Już w 4 minucie szybka kontra Błękitnych przyniosła pierwszą bramkę. Celne dośrodkowanie z prawej strony boiska Adama Jóźwiaka wykorzystał Dariusz Karwowski, który mocnym strzałem głową pokonał bramkarza gości. Ta bramka dodała skrzydeł i animuszu Błękitnym, bo każda kolejna akcja w ich wykonaniu „pachniała” bramką. W 11 minucie po podaniu Dariusza Karwowskiego soczystym uderzeniem - niestety w poprzeczkę - popisał się Sławomir Jóźwiak. W chwilę po tej akcji miejscowi nie wykorzystali sytuacji „trzech na jednego”. Kryształ dopiero w 15 minucie zagroził poważnie bramce raciążan, ale strzał pewnie wyłapał bramkarz - Błażej Kokosiński. Odpowiedź na tę akcję była natychmiastowa. Doskonałe podanie Jarosława Żebrowskiego wykorzystał w 20 minucie najlepszy tego dnia na boisku Dariusz Przebierała i celnym strzałem podwyższył wynik na 2:0. Ten sam zawodnik miał jeszcze w pierwszej połowie doskonałą sytuację, ale jego strzał z 40 minuty trafił w słupek. Końcówka pierwszej połowy to przewaga raciążan i jedynie brak skuteczności spowodował, że nie padły kolejne bramki.

W przerwie meczu prezes Błękitnych Jerzy Lewandrowski powiedział: - Cieszy mnie to, że gra chłopaków jest dużo lepsza niż w Pawłowie i mamy korzystny wynik. Wszystko jest więc na dobrej drodze. Trzeba również podziękować kibicom za doping i za to, że mimo porażki tydzień temu, tak licznie stawili się dzisiaj.

Faktycznie tego dnia kibice spisali się na medal. Flagi, szaliki, trąbki, pochodnie, to w dużym stopniu urozmaiciło sobotnie spotkanie. Jednak na szczególne podkreślenie zasługują śpiewy na trybunach. Wulgaryzmy i przekleństwa były praktycznie niesłyszalne, dominowały kulturalne przyśpiewki (o kibicach czytaj też na stronie 23).
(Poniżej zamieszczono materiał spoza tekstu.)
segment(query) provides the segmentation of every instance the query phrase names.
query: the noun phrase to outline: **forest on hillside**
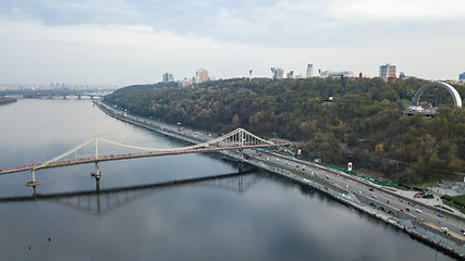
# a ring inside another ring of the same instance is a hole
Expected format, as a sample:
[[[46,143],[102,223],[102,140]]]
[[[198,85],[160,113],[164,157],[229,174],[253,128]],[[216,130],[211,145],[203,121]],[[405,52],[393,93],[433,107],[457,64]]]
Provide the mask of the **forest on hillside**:
[[[129,86],[105,101],[134,114],[219,134],[241,126],[262,137],[296,140],[308,159],[341,165],[353,161],[387,179],[423,183],[465,172],[465,112],[448,104],[452,97],[444,88],[431,88],[420,99],[439,104],[440,113],[403,113],[426,83],[236,78],[187,88]],[[454,87],[465,96],[465,86]]]

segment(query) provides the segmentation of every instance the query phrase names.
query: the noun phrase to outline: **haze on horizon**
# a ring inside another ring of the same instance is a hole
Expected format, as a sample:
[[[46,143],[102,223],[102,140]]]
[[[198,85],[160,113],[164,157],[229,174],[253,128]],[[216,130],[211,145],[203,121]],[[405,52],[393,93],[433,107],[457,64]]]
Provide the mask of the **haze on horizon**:
[[[147,84],[379,65],[429,79],[465,71],[463,0],[3,0],[1,83]]]

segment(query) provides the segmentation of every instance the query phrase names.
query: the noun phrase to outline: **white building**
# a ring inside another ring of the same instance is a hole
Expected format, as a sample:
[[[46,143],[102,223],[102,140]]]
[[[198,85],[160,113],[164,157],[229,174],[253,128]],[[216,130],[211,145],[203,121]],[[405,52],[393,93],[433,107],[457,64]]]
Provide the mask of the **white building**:
[[[195,74],[195,77],[198,78],[198,83],[205,83],[207,80],[210,80],[210,75],[206,69],[198,70]]]
[[[282,79],[284,77],[284,70],[281,67],[271,69],[271,72],[273,73],[273,79]]]
[[[389,63],[379,66],[379,77],[381,78],[395,78],[395,65]]]
[[[307,78],[310,78],[314,76],[314,64],[309,63],[307,64]]]
[[[173,75],[170,73],[164,73],[162,76],[163,83],[172,83],[174,80]]]

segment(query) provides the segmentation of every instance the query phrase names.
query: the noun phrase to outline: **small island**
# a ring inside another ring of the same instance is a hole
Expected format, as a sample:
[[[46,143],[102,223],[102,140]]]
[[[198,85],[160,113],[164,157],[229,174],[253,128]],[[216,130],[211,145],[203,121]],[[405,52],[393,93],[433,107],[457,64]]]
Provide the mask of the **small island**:
[[[8,104],[8,103],[13,103],[13,102],[16,102],[16,101],[17,101],[17,99],[9,98],[9,97],[1,97],[0,96],[0,105]]]

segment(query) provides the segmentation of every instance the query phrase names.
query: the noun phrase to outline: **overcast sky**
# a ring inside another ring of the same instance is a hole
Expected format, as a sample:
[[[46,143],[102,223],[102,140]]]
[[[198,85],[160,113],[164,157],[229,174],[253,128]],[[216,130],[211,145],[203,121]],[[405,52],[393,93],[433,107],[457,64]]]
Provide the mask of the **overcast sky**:
[[[147,84],[379,65],[465,71],[464,0],[1,0],[0,83]]]

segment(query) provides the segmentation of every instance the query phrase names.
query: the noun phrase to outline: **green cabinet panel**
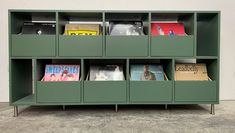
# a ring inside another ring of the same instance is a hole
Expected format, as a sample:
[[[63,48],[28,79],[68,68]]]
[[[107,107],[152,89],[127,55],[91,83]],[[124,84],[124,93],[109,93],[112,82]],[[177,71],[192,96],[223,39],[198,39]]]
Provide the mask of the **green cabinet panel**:
[[[12,56],[55,56],[55,35],[11,35]]]
[[[59,56],[102,56],[102,36],[59,36]]]
[[[126,81],[84,81],[84,102],[126,102]]]
[[[148,36],[106,36],[106,56],[147,56]]]
[[[151,56],[193,56],[193,36],[152,36]]]
[[[41,82],[37,81],[37,102],[68,103],[80,102],[81,83],[78,81]]]
[[[175,81],[176,102],[213,102],[216,92],[216,81]]]
[[[171,102],[172,81],[130,81],[131,102]]]

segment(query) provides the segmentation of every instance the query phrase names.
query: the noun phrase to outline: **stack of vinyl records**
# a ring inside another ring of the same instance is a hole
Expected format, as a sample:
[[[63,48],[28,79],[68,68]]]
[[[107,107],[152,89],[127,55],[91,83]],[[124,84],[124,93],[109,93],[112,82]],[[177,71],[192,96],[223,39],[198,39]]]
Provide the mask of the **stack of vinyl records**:
[[[142,22],[109,22],[109,35],[144,35]]]

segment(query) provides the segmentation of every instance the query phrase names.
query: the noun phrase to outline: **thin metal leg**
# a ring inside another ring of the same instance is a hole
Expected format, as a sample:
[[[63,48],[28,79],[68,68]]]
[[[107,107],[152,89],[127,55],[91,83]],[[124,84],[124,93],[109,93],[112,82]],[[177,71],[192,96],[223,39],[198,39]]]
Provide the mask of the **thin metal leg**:
[[[115,112],[118,112],[118,105],[115,105]]]
[[[211,104],[211,114],[215,115],[215,105]]]
[[[14,117],[18,116],[18,106],[14,106]]]

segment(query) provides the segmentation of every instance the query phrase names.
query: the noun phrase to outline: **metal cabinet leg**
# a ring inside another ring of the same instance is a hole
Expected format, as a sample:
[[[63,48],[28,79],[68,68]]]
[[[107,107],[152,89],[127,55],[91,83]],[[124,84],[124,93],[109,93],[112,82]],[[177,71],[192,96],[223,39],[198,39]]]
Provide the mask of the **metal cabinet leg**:
[[[118,105],[115,105],[115,112],[118,112]]]
[[[18,106],[14,106],[14,117],[18,116]]]
[[[215,105],[211,104],[211,114],[215,115]]]

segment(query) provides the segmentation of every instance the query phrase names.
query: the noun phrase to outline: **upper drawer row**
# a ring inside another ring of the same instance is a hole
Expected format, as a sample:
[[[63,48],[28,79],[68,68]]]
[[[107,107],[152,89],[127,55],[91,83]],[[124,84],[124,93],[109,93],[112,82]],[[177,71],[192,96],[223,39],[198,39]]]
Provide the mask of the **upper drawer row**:
[[[55,23],[50,35],[24,35],[25,22]],[[79,22],[101,24],[95,36],[65,35],[65,25]],[[109,35],[110,21],[141,21],[143,35]],[[153,36],[152,22],[183,23],[187,36]],[[217,56],[218,12],[10,12],[11,56]]]

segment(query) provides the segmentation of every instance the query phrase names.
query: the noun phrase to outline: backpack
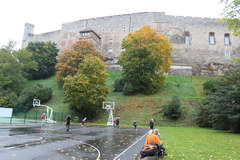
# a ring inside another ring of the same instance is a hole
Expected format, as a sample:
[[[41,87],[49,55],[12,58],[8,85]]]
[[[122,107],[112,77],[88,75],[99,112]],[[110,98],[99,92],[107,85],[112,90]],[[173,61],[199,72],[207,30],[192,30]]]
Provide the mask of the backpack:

Na początku drugiej połowy Błękitni kontrolowali przebieg tego meczu. Nadal stwarzali sobie dogodne sytuacje strzeleckie. Dobrze grali Fijałkowski z Żebrowskim. W 54 minucie, po dośrodkowaniu z rzutu rożnego Dariusz Karwowski trafił w poprzeczkę, a odbijającą się od niej piłkę dobił Dariusz Przebierała podwyższając tym samym wynik na 3:0.

W 63 minucie za Dariusza Karwowskiego wszedł Robert Żochowski. Tuż po zejściu z boiska strzelec pierwszej bramki powiedział: - Myśleliśmy, że Glinojeck zagra trochę lepiej i będzie trudniejszym przeciwnikiem. Na szczęście okazało się, że dzisiaj jest drużyną słabszą od nas.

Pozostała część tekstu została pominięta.